Pedro Sánchez è intervenuto oggi davanti al Parlamento spagnolo. Il leader del Partito Socialista Operaio Spagnolo (Psoe) ha spiegato in maniera approfondita, per più di due ore, il suo programma di governo. Poco dopo, gli interventi di diversi gruppi dell’opposizione: Pablo Casado (Partito Popolare), Albert Rivera (Ciudadanos), Pablo Iglesias (Unidas Podemos), Santiago Abascal (Vox), Gabriel Rufián (Erc) e gli altri… Domani proseguiranno i discorsi e, alla fine, si procederà alla votazione.
LE PAROLE DEL SOCIALISTA
In un discorso di due ore, Sánchez ha chiesto la fiducia dei parlamentari per impedire che “la Spagna resti bloccati”. Tra le tematiche di governo spiegate dal leader socialista ci sono, come priorità, la “disoccupazione e precarietà, rivoluzione digitale, transizione ecologica, discriminazione della donne, diseguaglianza sociale e futuro dell’Europa”. Il leader socialista non ha parlato della Catalogna, preferendo concentrarsi sulla difesa di Madrid Centrale.
Alla fine, ha avanzato la proposta di alleanza con Podemos: “Un patto che non sarà facile, ma ci unisce la promessa della sinistra”. Per Podemos, invece, il Psoe ha offerto solo “responsabilità simboliche” nelle ultime ore di negoziazioni, per cui la partita è ancora aperta.
QUESTIONE DI VOTI
Come spiega il quotidiano spagnolo El País, se Sánchez somma 176 voti, sarà investito come presidente perché può contare sulla maggioranza assoluta.
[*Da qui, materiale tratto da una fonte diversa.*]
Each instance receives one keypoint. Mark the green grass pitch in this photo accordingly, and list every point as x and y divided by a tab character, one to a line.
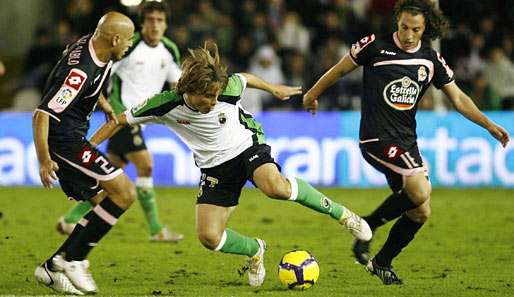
466	248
In caso contrario, si rifarà un altro giro di votazione giovedì, alla stessa ora (la normativa prevede 48 ore di riflessione). In quel caso, se Sánchez ha più voti positivi che negativi, avrebbe la maggioranza semplice e può, anche in quel caso, essere investito come capo dello Stato spagnolo dal presidente del Congresso, Meritxell Batet, che lo comunicherà al Re Filippo VI di Spagna.
LA SFIDA DI SÁNCHEZ
Se invece Sánchez non raggiunge il suo obiettivo, e la sua proposta di governo non è approvata dal Parlamento, si aprirà un periodo di due mesi per tentare un’altra investitura. Se alla fine di quei due mesi non si sblocca la situazione perché nessun candidato raggiunge il sostegno della Camera legislativa (la scadenza sarebbe il 25 settembre), si convocherebbe a nuove elezioni, probabilmente a novembre.
Uno scenario già conosciuto dagli spagnoli, che nel 2016 sono tornati alle urne perché Mariano Rajoy ha rifiutato la candidatura per l’investitura e Sánchez ha fallito nel suo tentativo.
SCENARIO COMPLESSO
La situazione è molto complessa e conferma lo stato d’ingovernabilità nel quale è, tuttora, sommerso lo scenario politico del Paese iberico. “Cominciano quattro giorni decisivi per il futuro della Spagna – si legge sul sito El Confidencial -. Questa settimana si vivranno nel Congresso dei Deputati due votazioni decisive, nelle quali si deciderà se Pedro Sánchez sarà il prossimo presidente del Paese”.
Il Partito Popolare, Ciudadanos e Voz hanno già annunciato che respingeranno qualsiasi proposta di coalizione con il Psoe. I partiti piccoli, invece, sono divisi: i nazionalisti di Esquerra Republicana de Catalunya (Erc), con 15 seggi; il Partito Nazionalista Vasco (Pnv), con 6; EH Bildu (4); Compromís (1); Partito Regionalista di Cantabria (Prc) (1).
ALLEANZA CON PODEMOS
Resta l’incognita sui 42 deputati del gruppo Unidos Podemos. I negoziati per cercare un accordo di coalizione tra il Psoe e il partito Podemos si sono bloccati poche ore dopo dall’intervento di Sánchez, a causa delle richieste del partito guidato da Pablo Iglesias. Tuttavia, “i ponti tra i due gruppi parlamentari non si sono ancora rotti in maniera definitiva”. Edmundo Bal, deputato e portavoce del partito Ciudadanos, considera che “un governo di Sánchez con Podemos non è la soluzione migliore per la Spagna”. Il Paese è diviso tra un accordo e nuove elezioni, che comprometterebbero ancora di più la sinistra.